Using RClone copy I know it's possible to use the global flags for filtering.
I didn't find out what is the right way to filter by storage class.
My source: Aws S3 bucket
Dest: Local netapp S3 bucket
What is the right way to copy from source to dest, but only files on STANDARD storage class ?
I've tried things like:
--s3-storage-class STANDARD --include "*"
But it's not the right way since this flag is only for new objects.
asdffdsa
(jojothehumanmonkey)
April 27, 2023, 11:35am
2
could do somthing like this
rclone lsf source: --format="pT" | grep "STANDARD" > files.lst
remove the ;STANDARD
from files.lst
rclone copy source: dest: --files-from=files.lst
ncw
(Nick Craig-Wood)
April 27, 2023, 11:53am
3
You could also use the --metadata
flag which will then put the tier
in the metadata .
You can then use metadata filtering to filter on that
Perhaps something like
rcone copy --metadata --metadata-include "tier=standard" src: dst:
Test first with --dry-run
or just use rclone lsf
on the source.
I tried your option, and after that with uppercase: --metadata --metadata-include "tier=STANDARD"
but none of them worked.
At first, I got the error no flag metadata
so I updated to the last version. Any other solution you can think of?
Edit:
Just saw --metadata
is a new option, if the filtering is not working with tier, do we need another thread for a bug?
It's a nice work around, but I'll keep that as my last option. Better to have a clean solution.
asdffdsa
(jojothehumanmonkey)
April 27, 2023, 1:08pm
6
yeah, using the new metadata feature is a cleaner solution.
time to study up on metadata.....
asdffdsa
(jojothehumanmonkey)
April 27, 2023, 1:09pm
7
post a full rclone debug log.
It's listing all my company file list, I can't do that.

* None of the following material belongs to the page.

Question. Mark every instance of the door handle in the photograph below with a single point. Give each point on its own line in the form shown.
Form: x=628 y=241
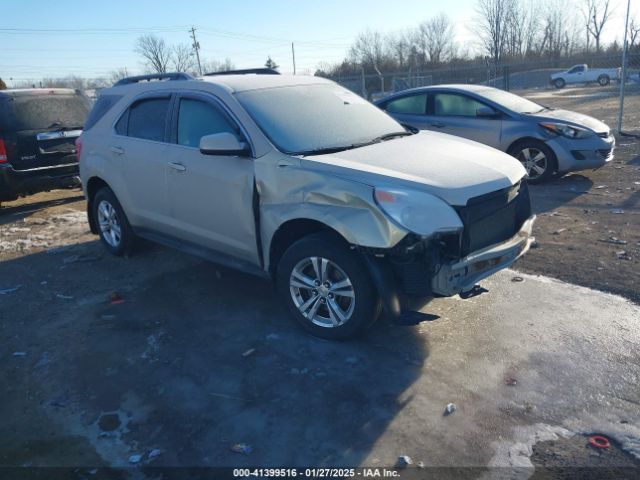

But it keeps returning Excluded
for every file, for example:
2023/04/27 16:12:38 DEBUG : rclone: Version "v1.62.2" starting with parameters ["rclone" "copy" "s3_aws:idan-glacier-test/" "/home/xdavidt/Downloads/temp" "--config=/home/xdavidt/.rclone.conf" "--metadata" "--metadata-include" "tier=GLACIER" "--dry-run" "--log-level" "DEBUG"]
2023/04/27 16:12:38 DEBUG : Creating backend with remote "s3_aws:idan-glacier-test/"
2023/04/27 16:12:38 DEBUG : Using config file from "/home/xdavidt/.rclone.conf"
2023/04/27 16:12:38 DEBUG : fs cache: renaming cache item "s3_aws:idan-glacier-test/" to be canonical "s3_aws:idan-glacier-test"
2023/04/27 16:12:38 DEBUG : Creating backend with remote "/home/xdavidt/Downloads/temp"
2023/04/27 16:12:38 NOTICE: S3 bucket idan-glacier-test: Switched region to "us-east-1" from "eu-west-1"
2023/04/27 16:12:38 DEBUG : pacer: low level retry 1/2 (error BucketRegionError: incorrect region, the bucket is not in 'eu-west-1' region at endpoint '', bucket is in 'us-east-1' region
status code: 301, request id: 0B2M3ZHT7SJXE33D, host id: Ney9N3TQOnRET7cFD+Ru7aXYdO6CT67cs0Qa8yA/Y9+2YRjRmrTlO0dtu+c/YSjYFHu1EDV//nU=)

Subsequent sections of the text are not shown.